In October 2003, when I first met Petraeus when he was commander of the 101st Airborne based in the northern Iraqi city of Mosul, he was implementing a counterinsurgency strategy with this central principle: Winning over local Sunni tribal leaders was a higher priority than military action. The sheikhs were given economic aid and jobs to get the economy restarted, and their men were hired into a new local security force.
Back then, though, there was no coherent U.S. political military strategy for the whole of Iraq. In Anbar province, the Sunni heartland, the U.S. focus was on military attacks, and tribal leaders were treated crudely and brusquely; in fall 2003, I heard several complain bitterly when I visited Anbar. They soon became supporters of the insurgency and al-Qaeda in Iraq.
Now Petraeus has made a new army counterinsurgency doctrine the basis of the military approach in Iraq, a doctrine that stresses flexibility and winning the support of local people. He says that U.S. commanders and troopers "get it," that "we are finally seeing the cumulative impact of changes in our [new counterintelligence] manual. Mission rehearsals in California used to [simulate] mechanized forces colliding in the Mojave desert." But now the exercises simulate the challenge of dealing with Iraqi villagers and townsmen, with "thousands of Iraqi speakers playing roles."
We can now see the new doctrine in action. When tribal leaders in Anbar turned against al-Qaeda in Iraq because it had started persecuting local Sunnis, and when these sheikhs asked for U.S. backing, an army commander in Anbar took a chance and agreed to support them. (In 2006, U.S. commanders rebuffed similar requests.) Now the U.S. support has become massive.
Petraeus credits the Anbar movement, known as "the Anbar awakening," with creating a "dramatic shift. There was a critical mass of popular opposition to al-Qaeda in Anbar, and it rippled down the Euphrates Valley and around Baghdad." Now tribesmen do most of the policing in Anbar, and about 70,000 tribal fighters are assisting U.S. forces in Baghdad and elsewhere.
But the general recognizes the fear of the Shiite-led government that these groups could morph into violent Sunni militias, or be infiltrated by members of al-Qaeda. "You work very hard to get them transitioned into the Iraqi police," he said. For the large numbers who don't qualify, "we're developing a lot of programs, a civil-service corps." U.S. funds will pay for this Sunni job corps at first, but the Iraqi government has pledged about $150 million to match the U.S. funding.
Petraeus said the program "saves double the cost per month in the number of U.S. military vehicles not lost to insurgents, not to mention the lives." He is also trying to win Sunni hearts and minds by hastening the release of thousands of Sunnis detained in U.S. prisons.
But to co-opt the insurgency and prevent renewed fighting, there must be political progress. The whole purpose of the surge was to open a window of space and time that would permit sectarian Iraqi leaders to reconcile and help heal the country. That scenario would enable sizable U.S. troop withdrawals. But Iraqi political leaders have yet to oblige.

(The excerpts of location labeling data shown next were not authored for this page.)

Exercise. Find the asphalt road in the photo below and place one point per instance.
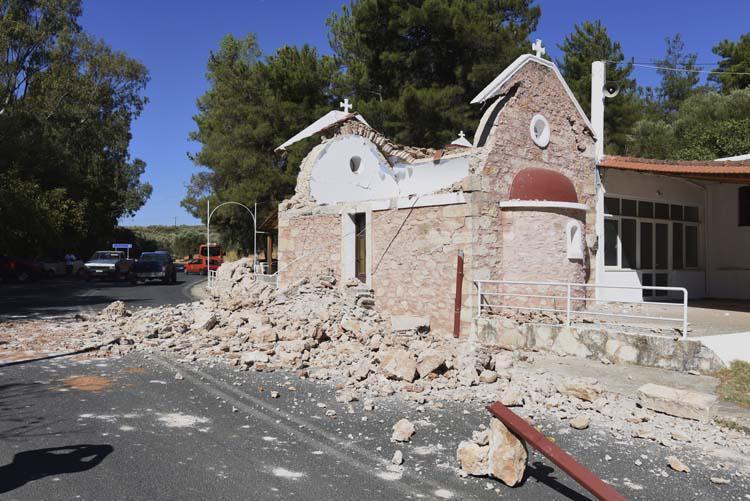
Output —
(128, 429)
(65, 297)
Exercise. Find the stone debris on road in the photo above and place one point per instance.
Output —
(677, 465)
(402, 431)
(335, 336)
(497, 453)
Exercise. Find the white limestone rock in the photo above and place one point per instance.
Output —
(399, 364)
(402, 431)
(679, 403)
(586, 389)
(507, 455)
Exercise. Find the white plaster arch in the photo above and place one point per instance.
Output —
(332, 179)
(574, 239)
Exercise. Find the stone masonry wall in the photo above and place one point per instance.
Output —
(307, 246)
(511, 149)
(414, 263)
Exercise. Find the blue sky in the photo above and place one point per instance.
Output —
(173, 39)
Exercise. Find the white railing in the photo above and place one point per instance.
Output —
(576, 300)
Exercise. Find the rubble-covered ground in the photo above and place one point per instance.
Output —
(335, 338)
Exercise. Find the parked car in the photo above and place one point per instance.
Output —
(56, 267)
(154, 266)
(108, 264)
(17, 269)
(197, 266)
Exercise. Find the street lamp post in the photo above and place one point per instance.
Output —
(208, 233)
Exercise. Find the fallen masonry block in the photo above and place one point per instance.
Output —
(399, 364)
(584, 389)
(402, 431)
(253, 357)
(516, 426)
(679, 403)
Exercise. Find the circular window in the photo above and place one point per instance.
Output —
(539, 129)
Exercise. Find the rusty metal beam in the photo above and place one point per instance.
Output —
(459, 290)
(554, 453)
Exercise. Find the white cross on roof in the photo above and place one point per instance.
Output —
(537, 47)
(346, 105)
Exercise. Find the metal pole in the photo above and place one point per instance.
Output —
(208, 241)
(255, 239)
(459, 286)
(684, 313)
(582, 475)
(479, 299)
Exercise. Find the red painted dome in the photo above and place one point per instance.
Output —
(542, 184)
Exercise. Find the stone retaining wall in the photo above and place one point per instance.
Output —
(597, 343)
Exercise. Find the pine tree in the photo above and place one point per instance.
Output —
(254, 103)
(590, 42)
(413, 67)
(679, 77)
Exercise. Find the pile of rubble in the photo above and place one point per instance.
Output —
(327, 332)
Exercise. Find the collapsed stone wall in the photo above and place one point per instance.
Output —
(308, 244)
(499, 252)
(414, 263)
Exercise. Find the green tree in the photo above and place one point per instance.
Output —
(733, 71)
(590, 42)
(66, 105)
(679, 76)
(254, 103)
(707, 125)
(413, 67)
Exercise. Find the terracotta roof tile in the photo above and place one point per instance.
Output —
(689, 168)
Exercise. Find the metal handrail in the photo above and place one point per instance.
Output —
(569, 298)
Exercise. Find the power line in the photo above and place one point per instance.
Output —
(669, 68)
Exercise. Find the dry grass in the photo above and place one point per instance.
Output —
(735, 383)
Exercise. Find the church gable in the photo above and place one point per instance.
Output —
(535, 123)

Petraeus said, with excess generosity, "the political piece is sputtering along. None of this is smooth."
But he added that, though top political leaders have not passed "benchmark" laws, "there is reconciliation in many provinces in a way not yet reflected at the top." One hope is that the Anbar Awakening may morph into new, nonsectarian political groupings more willing to deal with Shiite leaders than the current Sunni political parties.